Ce texte d’Ebrahim Hussein et l’introduction d’Alain Ricard (dont nous reprenons ici un extrait), ont été publiés en français, dans la traduction de Kasoro Tumbwe, en 1991, dans un fascicule édité par le Centre de recherches, d’échanges et de documentation de Nairobi, Kenya. Nous remercions Alain Ricard, qui nous a aimablement donné l’autorisation de les reprendre ici.
POURQUOI PUBLIER la traduction d’un texte sur Aristote ? En quoi sommes-nous concernés par ce qui peut apparaître comme un débat de spécialistes, voire d’érudits, très éloigné de la pratique théâtrale et sociale de l’Afrique de l’Est, de la Tanzanie en l’occurrence. Notons tout d’abord que ce texte d’E. Hussein, publié d’abord en kiswahili, est la retranscription d’une communication prononcée en 1980 lors d’un séminaire sut l’histoire de la littérature en Tanzanie. En fait, il s’agissait de rassembler des textes d’analyse historique et critique, écrits en kiswahili, sur la théorie sociale et politique, mais aussi sur la théorie esthétique. En effet, les thèses sur la littérature swahili sont souvent faites ailleurs qu’en Tanzanie et l’habitude n’est pas prise d’un débat théorique en kiswahili. Or les questions d’aménagement linguistique ne se limitent pas à des Listes de néologismes plus ou moins habilement construits, elles supposent une appropriation des terminologies par les usagers et la production d’un corpus de débats théoriques et critiques. Tel était l’objectif de la publication des trois volumes d’études dont nous avons extrait le travail d’E. Hussein sur Aristote.

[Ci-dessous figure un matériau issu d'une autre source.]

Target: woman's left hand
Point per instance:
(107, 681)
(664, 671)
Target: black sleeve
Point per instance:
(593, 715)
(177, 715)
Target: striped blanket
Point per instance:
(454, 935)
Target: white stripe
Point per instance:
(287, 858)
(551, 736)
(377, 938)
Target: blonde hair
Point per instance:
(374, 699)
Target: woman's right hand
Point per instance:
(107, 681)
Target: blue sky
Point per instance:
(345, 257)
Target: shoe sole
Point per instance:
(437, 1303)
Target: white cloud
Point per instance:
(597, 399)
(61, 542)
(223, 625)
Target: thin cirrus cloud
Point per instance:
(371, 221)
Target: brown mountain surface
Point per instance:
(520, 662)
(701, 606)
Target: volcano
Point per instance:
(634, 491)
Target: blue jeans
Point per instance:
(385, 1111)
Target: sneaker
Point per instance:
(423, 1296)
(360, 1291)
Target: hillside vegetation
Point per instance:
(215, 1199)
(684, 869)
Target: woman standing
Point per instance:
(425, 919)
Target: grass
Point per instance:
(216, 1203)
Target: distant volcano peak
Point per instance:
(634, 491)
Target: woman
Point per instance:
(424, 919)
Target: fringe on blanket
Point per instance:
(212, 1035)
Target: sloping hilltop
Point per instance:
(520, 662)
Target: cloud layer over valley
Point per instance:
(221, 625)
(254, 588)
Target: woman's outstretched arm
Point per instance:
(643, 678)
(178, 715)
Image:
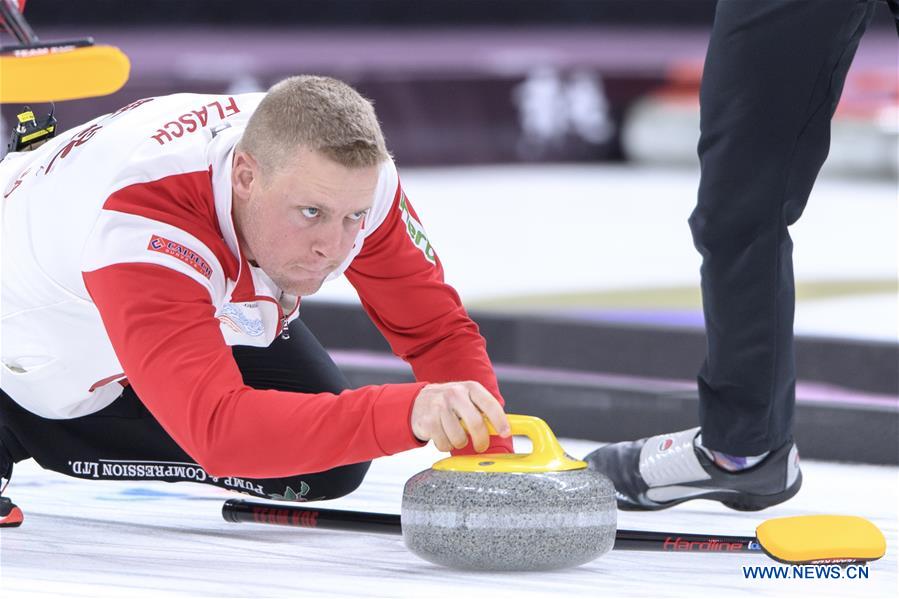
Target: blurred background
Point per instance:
(549, 147)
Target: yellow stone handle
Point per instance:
(546, 456)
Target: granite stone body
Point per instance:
(509, 521)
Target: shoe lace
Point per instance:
(676, 464)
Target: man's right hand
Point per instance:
(439, 408)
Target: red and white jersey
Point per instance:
(120, 265)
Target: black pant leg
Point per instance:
(772, 79)
(124, 442)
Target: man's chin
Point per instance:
(302, 288)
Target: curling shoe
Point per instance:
(10, 514)
(665, 470)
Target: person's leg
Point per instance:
(124, 441)
(773, 75)
(772, 79)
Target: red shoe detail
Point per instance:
(15, 517)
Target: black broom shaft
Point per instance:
(237, 510)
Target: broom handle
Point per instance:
(238, 510)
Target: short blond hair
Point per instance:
(318, 113)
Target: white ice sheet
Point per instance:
(109, 539)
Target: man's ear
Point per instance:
(244, 174)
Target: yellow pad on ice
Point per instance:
(809, 539)
(62, 73)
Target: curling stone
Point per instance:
(537, 511)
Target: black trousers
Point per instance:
(124, 442)
(773, 76)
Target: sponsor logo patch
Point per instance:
(181, 252)
(234, 317)
(416, 231)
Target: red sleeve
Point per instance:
(399, 279)
(163, 328)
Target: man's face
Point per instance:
(298, 224)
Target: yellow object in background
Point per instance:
(57, 74)
(821, 539)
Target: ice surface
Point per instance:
(137, 539)
(504, 232)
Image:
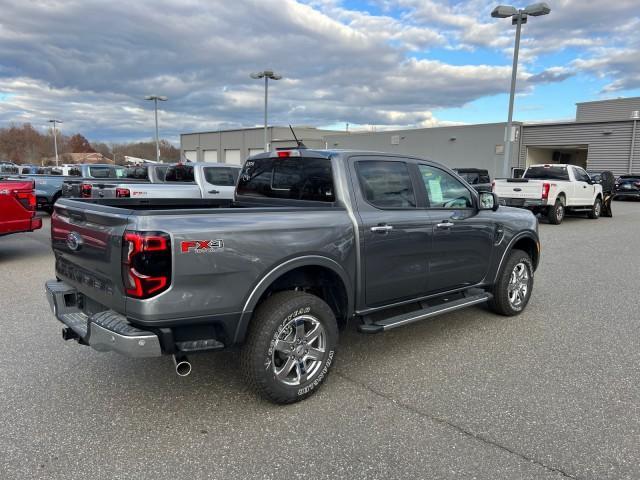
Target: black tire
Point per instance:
(502, 302)
(276, 322)
(596, 209)
(555, 214)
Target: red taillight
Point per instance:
(85, 190)
(545, 190)
(146, 263)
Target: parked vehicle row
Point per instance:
(552, 190)
(314, 239)
(18, 207)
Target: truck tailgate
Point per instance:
(87, 243)
(520, 188)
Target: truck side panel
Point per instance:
(249, 244)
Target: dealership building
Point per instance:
(603, 136)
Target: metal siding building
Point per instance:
(616, 109)
(593, 145)
(233, 146)
(601, 138)
(478, 146)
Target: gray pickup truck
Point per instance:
(314, 239)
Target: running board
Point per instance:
(416, 316)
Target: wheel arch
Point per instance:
(317, 274)
(528, 242)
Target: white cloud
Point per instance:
(91, 62)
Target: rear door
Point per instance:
(395, 231)
(463, 236)
(583, 190)
(218, 182)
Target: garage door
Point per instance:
(232, 157)
(191, 155)
(211, 156)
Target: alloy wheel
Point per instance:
(299, 350)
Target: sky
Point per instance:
(372, 64)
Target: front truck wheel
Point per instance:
(512, 289)
(290, 346)
(555, 214)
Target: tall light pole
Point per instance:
(55, 138)
(155, 99)
(518, 18)
(266, 74)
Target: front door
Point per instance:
(463, 236)
(396, 233)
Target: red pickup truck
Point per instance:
(18, 207)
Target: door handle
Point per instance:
(445, 224)
(382, 229)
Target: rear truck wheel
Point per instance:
(290, 346)
(555, 215)
(596, 209)
(513, 287)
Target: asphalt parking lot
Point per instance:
(553, 393)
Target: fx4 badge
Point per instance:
(201, 246)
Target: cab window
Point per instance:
(444, 190)
(386, 184)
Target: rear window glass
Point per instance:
(179, 173)
(294, 178)
(103, 172)
(547, 173)
(139, 173)
(222, 176)
(161, 172)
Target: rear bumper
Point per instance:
(521, 202)
(105, 331)
(626, 194)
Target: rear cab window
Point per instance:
(386, 184)
(443, 189)
(179, 173)
(547, 172)
(288, 178)
(222, 176)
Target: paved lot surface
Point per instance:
(553, 393)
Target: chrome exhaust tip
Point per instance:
(183, 366)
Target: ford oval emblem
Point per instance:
(74, 241)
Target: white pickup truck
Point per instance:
(186, 180)
(552, 190)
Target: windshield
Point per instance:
(547, 172)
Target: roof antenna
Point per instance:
(298, 142)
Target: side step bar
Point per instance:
(417, 315)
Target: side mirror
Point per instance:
(488, 201)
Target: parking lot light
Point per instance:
(55, 138)
(266, 74)
(155, 99)
(518, 18)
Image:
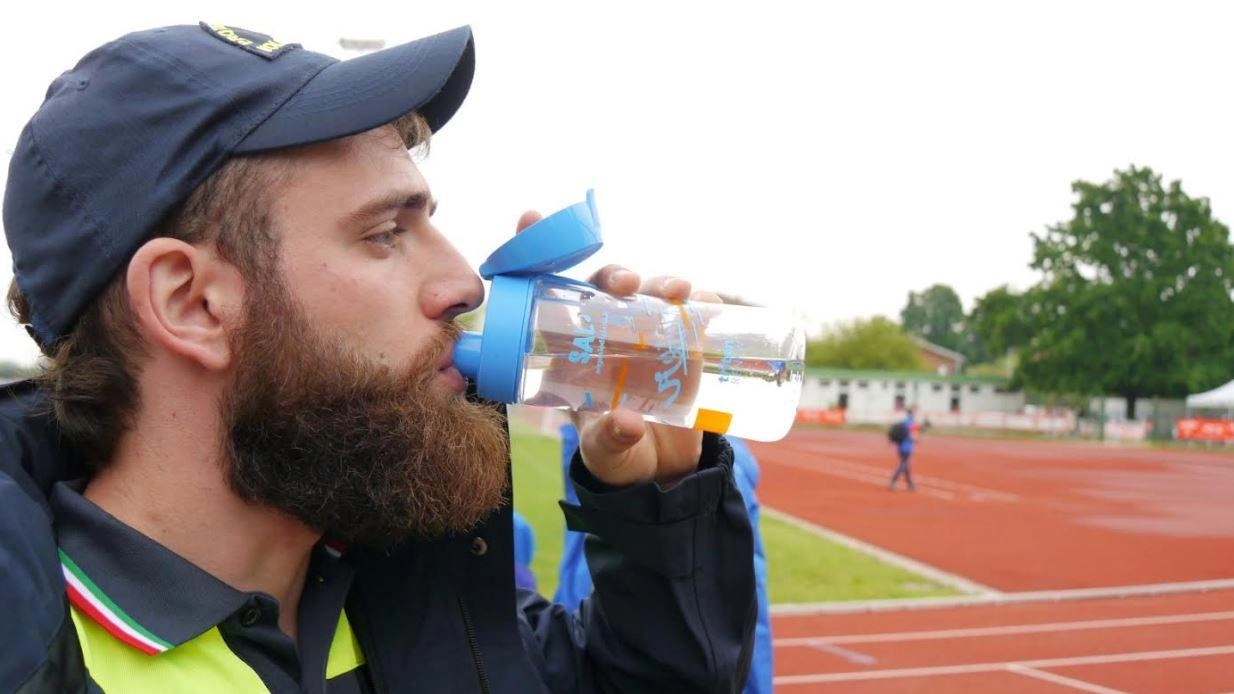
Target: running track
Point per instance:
(1093, 568)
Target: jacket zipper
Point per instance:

L’enjeu du débat n’est autre que la définition même du théâtre : si le théâtre est d’abord une réalité anthropologique, il ne relève pas de l’élaboration poétique du dramaturge ; or, cette dernière est le propos d’E. Hussein. Pour Hussein le théâtre est une pratique artistique particulière, et non une partie des grands rituels communautaires. Il s’oppose à l’absence de distinction entre théâtre et vie sociale, c’est-à-dire politique ; entre théâtre et religion. C’est au nom d’une conception autonome de la pratique artistique qu’il analyse Aristote, réfléchissant sur les catégories poétiques que ce dernier propose. C’est paradoxalement l’écrivain tanzanien, venu d’un pays socialiste, qui refuse la confusion entre le théâtre et la politique.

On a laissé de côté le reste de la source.